Q: How did Nelson and Rodrigo Pessoa influence your career?
A: In Venezuela, being a professional show jumper is not a common career. Growing up in Venezuela, when I said I wanted to do show jumping, everyone asked how I could make a living at it. And all throughout school, when I was trying to figure out a way to do it, the biggest name in show jumping was Rodrigo Pessoa, especially in South America. We all rode in Pessoa saddles and he was just the biggest thing.
When I told my parents that this was what I wanted to do, they didn’t quite agree. My mother supported me more, but my dad really wanted me to work with him in his business, an industrial painting company. But when he gave me his support, he said, if you’re really going to do this, you’re going to do it with the best people. And the best is Rodrigo Pessoa. So with the help of Leopaldo Palacios and Doda Miranda, I got connected to Rodrigo and Neco, and in 2002, right after high school, I started training with them.
At the time, the best horses in the world were at that barn; Baloubet was there, Bianca was there, so it was going from national level in Venezuela to the top. It made me realize that I was very, very far away from that level. But I learned so much, especially with Neco around the barn because Rodrigo was very busy showing every weekend. I was able to go to some shows where there were junior classes, and I was able to walk the courses with Rodrigo and learn from him.
For the jumpoff for the Final at the Pan American Games, Rodrigo walked over to the schooling area and helped me at the practice fence. I thought it was a really nice gesture for him to do that. It was pretty cool to have started my career with them, and then to have Rodrigo there to help me at the championship where I won my first medal.
Q: What about the current team that you have around you?
A: My team is amazing. My trainer Eddie Macken has made a big difference in my career.
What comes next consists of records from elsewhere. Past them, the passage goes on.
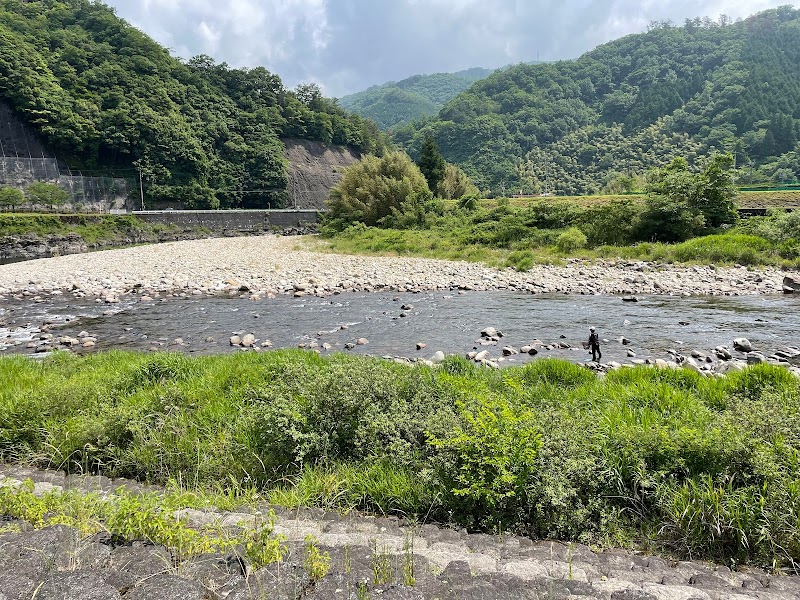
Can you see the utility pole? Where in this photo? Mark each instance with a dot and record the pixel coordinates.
(141, 187)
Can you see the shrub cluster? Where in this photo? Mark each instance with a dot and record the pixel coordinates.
(704, 467)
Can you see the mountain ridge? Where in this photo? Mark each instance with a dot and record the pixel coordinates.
(583, 125)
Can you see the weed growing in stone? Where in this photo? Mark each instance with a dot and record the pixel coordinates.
(658, 458)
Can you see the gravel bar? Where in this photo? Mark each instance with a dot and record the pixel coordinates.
(270, 264)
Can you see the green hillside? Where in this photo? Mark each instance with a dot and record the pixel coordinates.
(400, 102)
(104, 95)
(574, 127)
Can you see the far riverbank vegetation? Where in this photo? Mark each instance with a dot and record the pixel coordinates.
(385, 206)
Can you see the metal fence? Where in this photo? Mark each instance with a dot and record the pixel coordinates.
(86, 193)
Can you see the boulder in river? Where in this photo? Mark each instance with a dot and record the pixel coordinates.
(722, 353)
(491, 332)
(480, 356)
(791, 285)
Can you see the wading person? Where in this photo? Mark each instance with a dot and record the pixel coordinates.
(594, 345)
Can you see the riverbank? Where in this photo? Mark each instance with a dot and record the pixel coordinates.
(658, 459)
(349, 555)
(270, 265)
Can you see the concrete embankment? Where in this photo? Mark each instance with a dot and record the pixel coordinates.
(369, 558)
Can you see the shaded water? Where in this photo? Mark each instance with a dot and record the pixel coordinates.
(450, 322)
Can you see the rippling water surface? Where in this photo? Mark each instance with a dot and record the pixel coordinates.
(450, 322)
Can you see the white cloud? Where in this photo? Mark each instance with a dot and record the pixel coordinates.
(347, 45)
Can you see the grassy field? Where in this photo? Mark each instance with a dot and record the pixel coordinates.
(659, 459)
(758, 199)
(532, 247)
(93, 229)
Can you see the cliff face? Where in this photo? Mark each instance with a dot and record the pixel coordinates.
(313, 170)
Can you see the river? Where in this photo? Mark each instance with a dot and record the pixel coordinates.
(450, 322)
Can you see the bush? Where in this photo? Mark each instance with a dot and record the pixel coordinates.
(668, 220)
(521, 260)
(571, 240)
(11, 197)
(455, 184)
(373, 188)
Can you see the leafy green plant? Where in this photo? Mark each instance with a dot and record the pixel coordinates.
(571, 240)
(490, 457)
(381, 561)
(316, 563)
(11, 197)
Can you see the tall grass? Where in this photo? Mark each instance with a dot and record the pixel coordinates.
(520, 241)
(703, 467)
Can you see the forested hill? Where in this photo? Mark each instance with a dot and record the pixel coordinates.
(400, 102)
(576, 126)
(104, 95)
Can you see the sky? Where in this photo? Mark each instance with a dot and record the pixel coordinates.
(348, 45)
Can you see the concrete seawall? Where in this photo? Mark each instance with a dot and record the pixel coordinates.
(232, 220)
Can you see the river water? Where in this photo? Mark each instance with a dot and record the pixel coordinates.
(450, 322)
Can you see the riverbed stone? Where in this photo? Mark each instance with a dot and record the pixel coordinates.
(76, 585)
(166, 587)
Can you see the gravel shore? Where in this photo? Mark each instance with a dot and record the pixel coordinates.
(280, 265)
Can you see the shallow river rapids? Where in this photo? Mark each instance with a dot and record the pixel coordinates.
(450, 322)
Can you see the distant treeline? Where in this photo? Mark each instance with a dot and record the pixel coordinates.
(581, 126)
(103, 95)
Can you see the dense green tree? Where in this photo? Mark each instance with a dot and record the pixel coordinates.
(371, 189)
(709, 194)
(11, 197)
(628, 106)
(455, 184)
(105, 96)
(431, 163)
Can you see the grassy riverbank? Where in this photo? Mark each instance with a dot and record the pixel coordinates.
(540, 247)
(506, 234)
(655, 458)
(93, 229)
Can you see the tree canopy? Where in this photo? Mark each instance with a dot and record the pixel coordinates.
(103, 95)
(376, 187)
(575, 127)
(401, 102)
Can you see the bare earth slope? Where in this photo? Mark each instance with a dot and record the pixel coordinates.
(314, 169)
(369, 558)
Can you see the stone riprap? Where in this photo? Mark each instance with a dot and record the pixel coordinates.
(370, 558)
(270, 264)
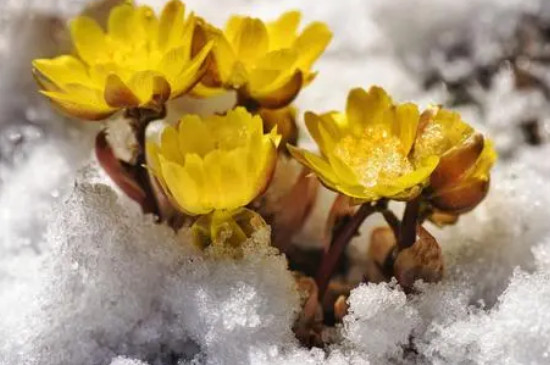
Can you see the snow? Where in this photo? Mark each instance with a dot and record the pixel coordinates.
(85, 278)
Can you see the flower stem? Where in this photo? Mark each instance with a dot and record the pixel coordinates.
(392, 221)
(140, 120)
(407, 232)
(339, 243)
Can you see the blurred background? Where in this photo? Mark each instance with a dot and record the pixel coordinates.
(489, 59)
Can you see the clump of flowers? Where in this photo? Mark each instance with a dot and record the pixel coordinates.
(208, 173)
(267, 64)
(141, 61)
(214, 166)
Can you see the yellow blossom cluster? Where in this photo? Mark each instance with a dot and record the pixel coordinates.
(214, 166)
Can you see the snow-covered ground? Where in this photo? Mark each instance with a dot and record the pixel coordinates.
(86, 279)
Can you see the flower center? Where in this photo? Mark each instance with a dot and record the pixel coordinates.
(375, 157)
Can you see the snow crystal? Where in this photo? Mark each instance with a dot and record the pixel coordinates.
(116, 283)
(379, 320)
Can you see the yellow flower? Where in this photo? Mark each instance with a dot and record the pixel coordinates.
(365, 152)
(267, 63)
(461, 179)
(141, 61)
(214, 163)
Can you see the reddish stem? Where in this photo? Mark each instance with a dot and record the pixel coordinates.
(339, 243)
(407, 233)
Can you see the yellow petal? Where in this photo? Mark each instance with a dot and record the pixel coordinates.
(88, 38)
(194, 136)
(406, 124)
(191, 74)
(457, 162)
(419, 176)
(194, 166)
(150, 87)
(324, 131)
(260, 176)
(319, 165)
(365, 109)
(117, 94)
(282, 32)
(169, 145)
(171, 24)
(62, 70)
(311, 43)
(183, 188)
(80, 102)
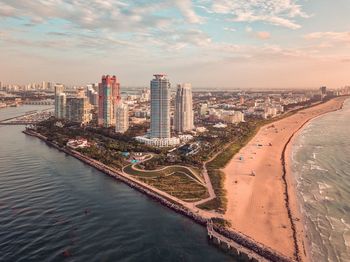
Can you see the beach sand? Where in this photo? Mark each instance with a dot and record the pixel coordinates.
(256, 203)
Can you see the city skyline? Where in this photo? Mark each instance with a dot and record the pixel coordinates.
(250, 44)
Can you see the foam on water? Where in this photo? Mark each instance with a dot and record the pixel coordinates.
(321, 157)
(52, 204)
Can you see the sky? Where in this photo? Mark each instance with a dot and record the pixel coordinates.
(221, 43)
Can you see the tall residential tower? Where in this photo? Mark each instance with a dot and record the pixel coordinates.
(183, 120)
(108, 98)
(160, 107)
(122, 118)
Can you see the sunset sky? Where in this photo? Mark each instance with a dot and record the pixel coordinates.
(221, 43)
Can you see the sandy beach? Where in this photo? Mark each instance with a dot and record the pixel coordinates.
(256, 187)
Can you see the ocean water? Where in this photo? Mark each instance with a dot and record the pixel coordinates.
(55, 208)
(321, 162)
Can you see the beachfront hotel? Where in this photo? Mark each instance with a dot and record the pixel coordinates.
(108, 97)
(159, 135)
(183, 120)
(160, 107)
(122, 117)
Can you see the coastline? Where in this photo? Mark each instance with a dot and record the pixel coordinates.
(264, 206)
(292, 190)
(234, 241)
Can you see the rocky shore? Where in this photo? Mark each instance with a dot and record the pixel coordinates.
(260, 252)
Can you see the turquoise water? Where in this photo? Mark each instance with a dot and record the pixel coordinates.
(321, 161)
(55, 208)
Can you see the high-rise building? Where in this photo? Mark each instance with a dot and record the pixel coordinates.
(60, 105)
(183, 120)
(108, 97)
(122, 118)
(78, 109)
(160, 107)
(59, 88)
(60, 101)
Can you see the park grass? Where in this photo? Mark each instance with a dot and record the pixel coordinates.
(178, 185)
(217, 177)
(164, 172)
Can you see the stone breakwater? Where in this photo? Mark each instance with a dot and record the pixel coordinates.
(257, 251)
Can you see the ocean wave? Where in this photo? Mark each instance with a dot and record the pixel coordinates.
(316, 167)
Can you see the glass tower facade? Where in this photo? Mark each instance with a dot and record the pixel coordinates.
(160, 107)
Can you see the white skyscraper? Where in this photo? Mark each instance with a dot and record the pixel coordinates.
(122, 118)
(160, 107)
(60, 101)
(183, 108)
(60, 105)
When I started training with him three years ago I was in the 300s in the world, now this month we’re probably going to be in the top 50. He’s helped me in every single part of what it takes to be a top-level show jumper.
The person who organizes pretty much everything is Carmen Barrera, she makes sure that when we get to a show everybody has a car, a hotel, a place to eat and you can just focus on competing. Then Danielle Burns and Penelope Pommier are the two main people in the barn. My blacksmith is an Irish guy named Paul Tracy who has particularly done an amazing job on Darlon. He stands on his toes and Paul has managed to make his hooves grow in a really nice way. At the beginning of the year I was really stressed and I was trying to give him directions in how to shoe a horse which I have no idea about, and Paul looked at me and said ‘why don’t you focus on riding and let me worry about shoeing.’ He was right because I really don’t know about shoeing! My vet Jorge Gomez has been amazing too; it all came to a point where everybody knows each other, and knows who to go to. And after Paul said that I let everybody do their job and things run much better!
“In this sport, you end up losing more than you end up winning, so there are a lot of frustrating days. And Clementine is amazing in that every single day she’s there to support me.”
Q: And in your personal life, you’re also planning a wedding at the end of the year! How does your fiancé Clementine Goutal support you?
A: Clementine and I both enjoy the sport. In this sport, you end up losing more than you end up winning, so there are a lot of frustrating days. And Clementine is amazing in that every single day she’s there to support me. When we have a good day we try to celebrate it as much as we can.
She rides also, and does a really good job, she wins a lot of amateur classes and we really just enjoy the sport together, even when I drive her crazy showing her horse videos!